Em atividade da recepção de calouros, professora da Escola de Arquitetura discorreu sobre a desigualdade nas cidades

Denise Morando e Sandra Goulart falaram aos calouros no auditório do CAD 1.
Denise Morado e Sandra Goulart  Almeida falaram aos calouros no auditório do CAD 1Foca Lisboa / UFMG

A universidade como “espaço da experiência nas diferenças” foi o tema da aula magna ministrada na manhã desta quinta-feira, 1º, para os calouros do semestre de 2018, na abertura da programação de recepção aos calouros. Em sua conferência, a professora da Escola de Arquitetura Denise Morado lembrou que a sociedade tem ampliado as suas categorias de discriminação e alimentado valores de repúdio ao que é diferente.

“A diversidade social, econômica e espacial passou a ser tratada como um problema. Paralelamente, perdemos a nossa capacidade de fazer perguntas. Nesses moldes, governantes, políticos e intelectuais são incapazes de encontrar ou propor alguma saída. Estamos vivendo uma sociedade doente”, afirmou ela, referindo-se à “cultura do ódio” que tem se disseminado nas vidas real e virtual.

Apesar desse cenário sombrio, a professora fez questão de enfatizar a possibilidade e necessidade de que as pessoas não se submetam a esse cenário, resgatando a capacidade de perguntar, de entrar em contato com o diferente, de ouvi-lo, aceitá-lo, se interessar e aprender com ele. “Antes que eu traga todos vocês juntos comigo nessa tristeza, vamos reconhecer o que está fora do lugar. Temos de transformar o nosso modo de pensar e de fazer. Nosso país é marcado por processos de exclusão espacial, econômica e social. Diversos dados comprovam as origens da desigualdade entre os mais ricos e os mais pobres, no que se refere à distribuição de serviços e recursos públicos de saúde, educação e segurança. As cidades não são pobres, mas desiguais, social e espacialmente”, disse.

Denise Morando
Denise Morado: imaginação radicalFoca Lisboa / UFMG

Denise Morado recorreu a números para ilustrar essa desigualdade. “Cerca de 70% dos municípios brasileiros não têm tratamento de esgoto, 35 milhões de brasileiros não têm acesso a rede de água tratada, e 92% da população brasileira ganha menos que o auxílio-moradia de um juiz. A renda média nacional dos homens é de R$ 2.251, enquanto a das mulheres é de R$ 1.762. Quase 30% da renda gerada no país está nas mãos de apenas 1% dos habitantes", contrapôs.

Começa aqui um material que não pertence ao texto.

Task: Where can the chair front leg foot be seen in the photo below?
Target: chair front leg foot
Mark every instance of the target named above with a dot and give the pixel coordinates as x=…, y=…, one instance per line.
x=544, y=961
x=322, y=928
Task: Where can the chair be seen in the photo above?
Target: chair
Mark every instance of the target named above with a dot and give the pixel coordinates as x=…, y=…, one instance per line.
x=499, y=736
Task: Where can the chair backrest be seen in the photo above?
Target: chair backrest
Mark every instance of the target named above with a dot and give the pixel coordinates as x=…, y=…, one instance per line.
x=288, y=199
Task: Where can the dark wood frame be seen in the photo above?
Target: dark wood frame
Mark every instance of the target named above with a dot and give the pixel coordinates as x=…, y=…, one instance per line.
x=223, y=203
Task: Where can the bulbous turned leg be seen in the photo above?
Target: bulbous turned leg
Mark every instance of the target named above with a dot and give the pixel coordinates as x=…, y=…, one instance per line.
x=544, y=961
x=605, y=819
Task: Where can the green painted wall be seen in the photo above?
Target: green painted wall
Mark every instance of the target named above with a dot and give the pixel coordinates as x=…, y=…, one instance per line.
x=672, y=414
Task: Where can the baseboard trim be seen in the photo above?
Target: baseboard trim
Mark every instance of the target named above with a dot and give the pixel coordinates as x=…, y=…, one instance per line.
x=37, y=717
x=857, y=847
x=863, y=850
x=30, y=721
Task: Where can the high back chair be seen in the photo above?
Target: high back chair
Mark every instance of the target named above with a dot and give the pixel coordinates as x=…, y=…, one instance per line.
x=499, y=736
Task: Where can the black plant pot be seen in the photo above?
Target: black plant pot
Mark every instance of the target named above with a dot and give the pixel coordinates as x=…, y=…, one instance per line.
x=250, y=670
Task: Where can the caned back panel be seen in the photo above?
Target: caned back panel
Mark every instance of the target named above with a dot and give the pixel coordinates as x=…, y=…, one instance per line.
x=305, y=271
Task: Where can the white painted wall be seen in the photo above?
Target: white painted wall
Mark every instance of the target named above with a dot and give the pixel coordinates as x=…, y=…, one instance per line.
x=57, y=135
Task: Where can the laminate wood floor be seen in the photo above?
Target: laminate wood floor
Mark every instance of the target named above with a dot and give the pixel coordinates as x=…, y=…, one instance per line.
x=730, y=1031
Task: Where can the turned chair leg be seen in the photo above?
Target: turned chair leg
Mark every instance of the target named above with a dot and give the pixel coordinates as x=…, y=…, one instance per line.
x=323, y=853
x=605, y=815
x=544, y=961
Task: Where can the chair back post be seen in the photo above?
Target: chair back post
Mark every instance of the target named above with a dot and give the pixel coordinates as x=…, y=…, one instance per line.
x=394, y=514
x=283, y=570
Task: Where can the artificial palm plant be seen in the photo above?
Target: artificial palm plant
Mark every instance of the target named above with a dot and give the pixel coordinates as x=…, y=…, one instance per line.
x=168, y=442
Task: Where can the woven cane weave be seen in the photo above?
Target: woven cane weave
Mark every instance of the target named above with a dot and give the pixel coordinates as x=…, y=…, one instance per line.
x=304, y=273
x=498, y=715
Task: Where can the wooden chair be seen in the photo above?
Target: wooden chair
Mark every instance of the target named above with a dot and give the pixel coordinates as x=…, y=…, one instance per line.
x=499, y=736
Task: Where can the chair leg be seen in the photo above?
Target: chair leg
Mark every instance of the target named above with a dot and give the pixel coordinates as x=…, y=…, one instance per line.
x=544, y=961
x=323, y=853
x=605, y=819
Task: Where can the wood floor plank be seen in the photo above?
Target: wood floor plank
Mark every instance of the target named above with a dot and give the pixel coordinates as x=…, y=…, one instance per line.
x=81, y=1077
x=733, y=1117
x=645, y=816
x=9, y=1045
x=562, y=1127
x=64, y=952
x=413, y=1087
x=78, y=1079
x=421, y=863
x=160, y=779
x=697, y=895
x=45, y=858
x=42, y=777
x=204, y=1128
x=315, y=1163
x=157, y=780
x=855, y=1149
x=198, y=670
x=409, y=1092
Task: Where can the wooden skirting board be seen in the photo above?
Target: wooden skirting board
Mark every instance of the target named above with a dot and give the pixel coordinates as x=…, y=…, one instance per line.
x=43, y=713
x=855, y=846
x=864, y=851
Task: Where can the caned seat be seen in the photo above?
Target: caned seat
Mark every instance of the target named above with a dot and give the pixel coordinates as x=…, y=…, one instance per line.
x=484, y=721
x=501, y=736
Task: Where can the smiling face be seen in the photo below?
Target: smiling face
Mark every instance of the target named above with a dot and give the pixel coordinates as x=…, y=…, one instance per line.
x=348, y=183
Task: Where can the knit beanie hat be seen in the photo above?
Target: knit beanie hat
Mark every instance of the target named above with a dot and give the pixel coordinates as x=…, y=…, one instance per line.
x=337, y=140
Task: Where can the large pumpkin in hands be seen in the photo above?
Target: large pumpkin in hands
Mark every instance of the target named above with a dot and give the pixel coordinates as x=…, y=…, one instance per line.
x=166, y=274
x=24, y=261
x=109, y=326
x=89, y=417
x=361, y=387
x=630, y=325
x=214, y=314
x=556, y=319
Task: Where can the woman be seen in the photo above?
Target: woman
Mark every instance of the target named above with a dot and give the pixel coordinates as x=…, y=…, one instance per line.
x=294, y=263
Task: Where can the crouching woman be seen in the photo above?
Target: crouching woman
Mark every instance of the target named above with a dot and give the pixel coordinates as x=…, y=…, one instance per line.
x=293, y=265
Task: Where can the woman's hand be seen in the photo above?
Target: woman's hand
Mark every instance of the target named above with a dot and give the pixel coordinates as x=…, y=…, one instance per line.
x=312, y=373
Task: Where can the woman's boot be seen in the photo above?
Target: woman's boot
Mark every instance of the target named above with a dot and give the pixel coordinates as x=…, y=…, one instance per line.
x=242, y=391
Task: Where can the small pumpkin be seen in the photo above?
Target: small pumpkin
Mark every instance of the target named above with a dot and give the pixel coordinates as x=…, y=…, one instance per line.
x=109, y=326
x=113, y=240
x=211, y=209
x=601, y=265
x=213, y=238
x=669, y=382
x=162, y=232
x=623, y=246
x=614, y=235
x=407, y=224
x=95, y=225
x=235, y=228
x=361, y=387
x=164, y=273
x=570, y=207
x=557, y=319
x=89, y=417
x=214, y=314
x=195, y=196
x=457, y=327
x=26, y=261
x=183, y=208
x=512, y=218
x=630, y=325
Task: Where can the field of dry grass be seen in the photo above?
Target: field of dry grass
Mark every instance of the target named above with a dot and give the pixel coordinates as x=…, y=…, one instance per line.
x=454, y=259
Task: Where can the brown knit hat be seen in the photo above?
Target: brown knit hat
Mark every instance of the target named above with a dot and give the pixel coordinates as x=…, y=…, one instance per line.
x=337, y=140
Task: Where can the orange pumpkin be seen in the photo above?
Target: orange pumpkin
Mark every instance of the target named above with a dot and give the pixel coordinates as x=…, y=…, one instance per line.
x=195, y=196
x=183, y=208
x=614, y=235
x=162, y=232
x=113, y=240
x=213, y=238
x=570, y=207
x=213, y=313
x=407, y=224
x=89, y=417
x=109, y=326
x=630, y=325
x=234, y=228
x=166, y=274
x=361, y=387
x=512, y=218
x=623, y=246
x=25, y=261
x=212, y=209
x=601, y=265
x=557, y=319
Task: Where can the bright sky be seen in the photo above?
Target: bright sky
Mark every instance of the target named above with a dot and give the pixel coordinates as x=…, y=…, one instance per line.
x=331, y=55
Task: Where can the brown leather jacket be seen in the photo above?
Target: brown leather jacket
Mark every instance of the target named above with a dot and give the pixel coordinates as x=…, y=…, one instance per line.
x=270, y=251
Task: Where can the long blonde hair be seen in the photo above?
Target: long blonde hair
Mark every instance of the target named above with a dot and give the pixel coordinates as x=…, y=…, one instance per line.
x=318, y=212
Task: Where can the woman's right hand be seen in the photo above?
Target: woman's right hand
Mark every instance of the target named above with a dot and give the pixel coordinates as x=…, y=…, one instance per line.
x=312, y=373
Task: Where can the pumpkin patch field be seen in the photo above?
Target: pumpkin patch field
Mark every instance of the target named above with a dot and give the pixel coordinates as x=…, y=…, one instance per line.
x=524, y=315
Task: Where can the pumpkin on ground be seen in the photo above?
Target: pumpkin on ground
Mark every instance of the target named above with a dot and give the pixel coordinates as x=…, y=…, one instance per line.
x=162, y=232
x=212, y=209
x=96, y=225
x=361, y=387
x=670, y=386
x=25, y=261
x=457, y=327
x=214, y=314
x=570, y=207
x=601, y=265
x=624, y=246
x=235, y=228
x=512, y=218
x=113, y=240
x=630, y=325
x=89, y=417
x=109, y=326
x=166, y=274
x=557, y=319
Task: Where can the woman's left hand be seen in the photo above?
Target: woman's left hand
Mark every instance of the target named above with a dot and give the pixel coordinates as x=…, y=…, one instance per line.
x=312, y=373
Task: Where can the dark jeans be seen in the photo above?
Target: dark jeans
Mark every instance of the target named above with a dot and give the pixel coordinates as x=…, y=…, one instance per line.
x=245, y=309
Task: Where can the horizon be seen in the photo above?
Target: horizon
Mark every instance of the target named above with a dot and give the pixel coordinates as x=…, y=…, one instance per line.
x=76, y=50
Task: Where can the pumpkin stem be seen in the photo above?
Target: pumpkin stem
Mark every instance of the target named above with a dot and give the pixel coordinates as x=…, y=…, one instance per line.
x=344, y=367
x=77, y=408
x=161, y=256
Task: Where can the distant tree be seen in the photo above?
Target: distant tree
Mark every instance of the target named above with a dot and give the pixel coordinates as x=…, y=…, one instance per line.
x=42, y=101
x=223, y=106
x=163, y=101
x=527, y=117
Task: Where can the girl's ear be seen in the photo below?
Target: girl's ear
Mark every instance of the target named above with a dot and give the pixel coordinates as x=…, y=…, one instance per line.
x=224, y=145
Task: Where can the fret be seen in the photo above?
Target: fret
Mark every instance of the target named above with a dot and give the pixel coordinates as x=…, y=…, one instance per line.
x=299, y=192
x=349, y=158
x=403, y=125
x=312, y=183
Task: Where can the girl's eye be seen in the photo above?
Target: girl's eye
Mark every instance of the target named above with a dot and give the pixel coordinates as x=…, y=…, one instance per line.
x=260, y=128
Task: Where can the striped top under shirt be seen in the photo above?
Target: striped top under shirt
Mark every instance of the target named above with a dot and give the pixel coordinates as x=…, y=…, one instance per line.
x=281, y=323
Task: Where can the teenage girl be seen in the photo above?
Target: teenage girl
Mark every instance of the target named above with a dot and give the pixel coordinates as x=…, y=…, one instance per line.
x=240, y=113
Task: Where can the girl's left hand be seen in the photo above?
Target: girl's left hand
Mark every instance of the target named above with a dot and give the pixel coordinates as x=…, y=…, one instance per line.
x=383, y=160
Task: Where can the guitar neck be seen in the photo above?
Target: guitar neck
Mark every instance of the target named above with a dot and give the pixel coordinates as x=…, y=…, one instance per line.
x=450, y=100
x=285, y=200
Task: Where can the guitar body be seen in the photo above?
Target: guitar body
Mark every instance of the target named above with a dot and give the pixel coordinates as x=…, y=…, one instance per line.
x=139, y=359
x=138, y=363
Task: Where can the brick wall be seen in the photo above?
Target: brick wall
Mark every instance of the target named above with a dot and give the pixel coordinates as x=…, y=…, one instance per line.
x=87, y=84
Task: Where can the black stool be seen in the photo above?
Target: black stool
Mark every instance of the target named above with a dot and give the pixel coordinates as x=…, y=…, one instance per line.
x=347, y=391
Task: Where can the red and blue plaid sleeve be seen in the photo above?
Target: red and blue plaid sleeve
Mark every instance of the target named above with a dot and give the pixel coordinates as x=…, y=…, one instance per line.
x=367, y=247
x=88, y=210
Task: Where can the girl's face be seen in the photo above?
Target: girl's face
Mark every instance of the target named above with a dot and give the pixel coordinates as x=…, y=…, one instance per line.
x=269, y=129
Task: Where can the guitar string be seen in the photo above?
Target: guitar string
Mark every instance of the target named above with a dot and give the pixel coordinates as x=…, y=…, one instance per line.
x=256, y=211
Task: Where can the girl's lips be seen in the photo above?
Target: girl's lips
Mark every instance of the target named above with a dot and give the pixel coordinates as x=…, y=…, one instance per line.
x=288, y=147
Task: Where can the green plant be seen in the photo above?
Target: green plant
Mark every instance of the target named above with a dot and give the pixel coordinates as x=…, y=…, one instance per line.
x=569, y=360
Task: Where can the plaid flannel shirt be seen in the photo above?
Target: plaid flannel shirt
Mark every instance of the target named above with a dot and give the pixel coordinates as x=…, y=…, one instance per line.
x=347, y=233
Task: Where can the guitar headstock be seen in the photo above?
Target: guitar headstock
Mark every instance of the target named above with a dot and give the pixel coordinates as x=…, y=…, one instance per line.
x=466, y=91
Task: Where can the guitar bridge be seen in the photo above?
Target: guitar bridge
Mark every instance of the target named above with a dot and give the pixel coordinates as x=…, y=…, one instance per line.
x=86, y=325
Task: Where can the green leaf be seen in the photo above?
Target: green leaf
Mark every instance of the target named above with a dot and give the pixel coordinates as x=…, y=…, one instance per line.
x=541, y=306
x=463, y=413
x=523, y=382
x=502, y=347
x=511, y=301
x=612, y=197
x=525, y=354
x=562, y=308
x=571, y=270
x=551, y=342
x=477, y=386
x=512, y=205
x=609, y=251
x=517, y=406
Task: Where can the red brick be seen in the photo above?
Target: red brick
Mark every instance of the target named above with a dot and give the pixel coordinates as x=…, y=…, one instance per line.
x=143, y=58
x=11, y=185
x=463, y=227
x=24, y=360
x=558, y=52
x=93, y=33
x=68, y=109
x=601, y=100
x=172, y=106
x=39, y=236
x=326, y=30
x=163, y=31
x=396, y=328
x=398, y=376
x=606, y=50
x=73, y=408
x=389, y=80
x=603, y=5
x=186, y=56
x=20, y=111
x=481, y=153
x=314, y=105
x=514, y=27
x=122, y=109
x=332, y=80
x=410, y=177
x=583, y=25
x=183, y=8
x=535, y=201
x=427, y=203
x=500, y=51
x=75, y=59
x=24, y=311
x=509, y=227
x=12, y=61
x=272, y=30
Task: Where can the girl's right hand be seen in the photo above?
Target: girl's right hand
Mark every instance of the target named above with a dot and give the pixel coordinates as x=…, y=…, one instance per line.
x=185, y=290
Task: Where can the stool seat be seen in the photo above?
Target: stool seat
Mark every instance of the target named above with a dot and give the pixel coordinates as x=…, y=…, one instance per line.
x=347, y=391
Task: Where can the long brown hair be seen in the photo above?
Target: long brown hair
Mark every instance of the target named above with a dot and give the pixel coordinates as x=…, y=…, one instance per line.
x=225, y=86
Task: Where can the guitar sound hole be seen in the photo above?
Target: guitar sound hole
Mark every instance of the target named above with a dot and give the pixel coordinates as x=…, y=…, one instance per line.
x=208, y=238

A professora também demonstrou como essa desigualdade é perpetuada. “O salário mínimo de 2018 sofreu o menor reajuste em 24 anos. O piso salarial do professor da educação básica da rede pública é de R$ 2.298,80. A cada cem pessoas assassinadas no Brasil, 71 são negras. Uma pessoa é assassinada no Brasil a cada 27 horas em razão de sua orientação sexual ou identidade de gênero. O país ocupa o primeiro lugar no ranking mundial de nações que mais matam travestis, transexuais e pessoas trans”, listou.

Para superar esse cenário, Denise Morado disse que é precioso agir em consonância com a ideia de “imaginação radical”, proposta pelo filósofo grego Cornelius Castoriádis (1922-1997), ou seja, uma imaginação “nascida da força individual e coletiva”. “Diante da coleção de crises que vivemos, desde o colapso ecológico, passando pela fome, pelo desemprego, até os pesadelos humanitários em cidades, estou invocando em vocês a urgência de uma imaginação radical. Essa parece ser a essência de uma outra lógica do pensar e do fazer. As diferenças precisam ser escutadas, a fim de alimentar radicalmente nossas forças criativas e inventivas. Nossas diferenças não são problemas, mas virtudes. Precisamos dar lugar a projetos utópicos”, afirmou.

Ao fim da aula de Denise, os calouros assistiram a uma apresentação do Grupo de Percussão da UFMG, que é coordenado pelos professores Fernando Rocha e Fernando Chaib, da Escola de Música. 

Sandra Goulart Almeida
Sandra Goulart Almeida: vários percursos possíveis 
Foca Lisboa / UFMG

Viver e ser UFMG
Na abertura da recepção, a vice-reitora e reitora eleita para a gestão 2018-2022, Sandra Goulart Almeida, lembrou aos alunos que são múltiplas as formas de viver a UFMG. “Aqui, há várias trajetórias e percursos possíveis, mesmo dentro do seu próprio curso. Essa é a riqueza da Universidade. Portanto, não fiquem apenas no percurso curricular previsto. Ao longo de sua trajetória, cada um vai construir a sua ‘colcha de retalhos’ (formada pela diversidade de experiências vividas) da maneira que avaliar que é importante para si. O que queremos é que vocês de fato ‘vivam’ a UFMG, e não apenas façam o curso de vocês”, conclamou a vice-reitora.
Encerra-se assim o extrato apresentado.